As shown in Table 4, the number of pairs with an exceptional SSM number was significantly higher between pairs of genes involved in the same biological pathway or expressed in the same tissue than in different ones. It is important to note that the increase in cp-value threshold stringency was associated with an increase in enrichment of gene pairs selected within a biological process (KEGG) or tissue (TIGER), with a maximum of a 3.484-fold increase for cp-value = 10e-5. Among tissues, placenta had the highest SSM-based pairs of genes, including PSG1/PSG6, PSG1/PSG11, PSG1/PSG8, PSG1/PSG9 and PSG8/PSG9 pairs, which showed highly significant cp-values (< 8.10-5). It is of interest to note that the common regulation between members of PSG family genes has been suggested to be related to chromatin structure [35], suggesting that epigenetic markers might be also detected by the SSM approach.

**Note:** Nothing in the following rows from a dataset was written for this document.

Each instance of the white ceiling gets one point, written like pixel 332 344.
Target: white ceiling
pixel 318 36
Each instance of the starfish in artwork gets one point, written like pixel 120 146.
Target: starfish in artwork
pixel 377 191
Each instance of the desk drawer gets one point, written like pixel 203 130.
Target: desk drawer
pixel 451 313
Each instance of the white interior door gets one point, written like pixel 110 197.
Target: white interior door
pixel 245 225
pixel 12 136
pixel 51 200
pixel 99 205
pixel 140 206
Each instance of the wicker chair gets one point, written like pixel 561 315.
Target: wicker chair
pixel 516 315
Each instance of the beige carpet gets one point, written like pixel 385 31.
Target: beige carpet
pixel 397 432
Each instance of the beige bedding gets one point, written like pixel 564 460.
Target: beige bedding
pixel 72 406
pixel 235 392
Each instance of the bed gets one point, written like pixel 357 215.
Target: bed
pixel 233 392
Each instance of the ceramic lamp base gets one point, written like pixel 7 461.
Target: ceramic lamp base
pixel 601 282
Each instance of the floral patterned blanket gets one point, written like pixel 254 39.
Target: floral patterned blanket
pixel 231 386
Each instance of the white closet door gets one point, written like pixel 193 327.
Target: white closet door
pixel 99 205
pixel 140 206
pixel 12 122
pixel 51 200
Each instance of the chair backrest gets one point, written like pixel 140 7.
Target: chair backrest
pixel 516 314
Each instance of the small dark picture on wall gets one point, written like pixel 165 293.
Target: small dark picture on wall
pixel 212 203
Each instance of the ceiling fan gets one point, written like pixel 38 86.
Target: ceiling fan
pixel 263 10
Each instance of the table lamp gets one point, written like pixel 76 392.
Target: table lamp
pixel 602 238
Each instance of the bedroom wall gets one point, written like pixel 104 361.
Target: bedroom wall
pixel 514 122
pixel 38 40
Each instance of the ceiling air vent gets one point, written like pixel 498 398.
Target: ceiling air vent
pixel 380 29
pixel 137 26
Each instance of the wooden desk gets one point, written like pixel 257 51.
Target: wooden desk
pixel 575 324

Taken together, our data show that genes associated with the same biological process or expressed in the same tissue share more SSMs than random genes, thereby serving as a useful and novel marker for common regulatory mechanisms.

Table 4.

Comparative analysis of SSM counts with TIGER and KEGG databases

Threshold KEGG TIGER
0.01 1.081* 1.117*
0.005 1.087* 1.134*
0.001 1.094* 1.115
0.0001 1.197 1.234
0.00001 1.404 3.484*

Analysis of SSM count for genes expressed within specific tissues (TIGER database) or pathways (KEGG database). According to different thresholds, the number of gene pairs with an exceptional SSM count divided by total gene pairs was computed for genes either associated or not associated, within the same tissue or pathway. Data are expressed as a ratio between these two values, a ratio superior to 1 indicating an enrichment of gene pairs with an exceptional SSM number when genes are expressed in a same tissue or pathway(*, p ≤ 0.05)

Discussion

Many methods have been developed to identify cis-regulatory elements and the recent integration of both phylogenetic footprinting and co-expression data demonstrably enriches the predictive function of these methods. However, our understanding of the regulation of gene expression is far from complete and the discovery of functionally important sequence modules remains a difficult task. To improve on these in silico investigative methods, instead of searching for putative regulatory motifs [36-38], we searched for genes which share common sequence profiles in promoter regions, without a priori information about sequence motifs per se. In agreement with our approach, others have shown that regulatory signals are supported by the involvement of combinatorial interactions between transcription factors that function as cis-regulatory modules with complex signatures [39] and dynamics [40]. We based our method on previously computed conserved sequences, using the atomic motifs from the cisRED human database. Other methods can be used to identify conserved sequences such as the global multiple alignment [41] and Footprinter approaches [42]. Note that conserved upstream sequences from the CORG database [43] have been previously used to search for short regulatory motifs [44]. However, CORG only includes orthologous genes from the human and mouse genomes and the authors further reduced their benchmark by adding filters based on common Gene Ontology and Gene Expression. In the present study, our analysis was conducted on more than 18,000 conserved sequences across 40 species and all pairs of genes implicating a gene of interest were exhaustively investigated.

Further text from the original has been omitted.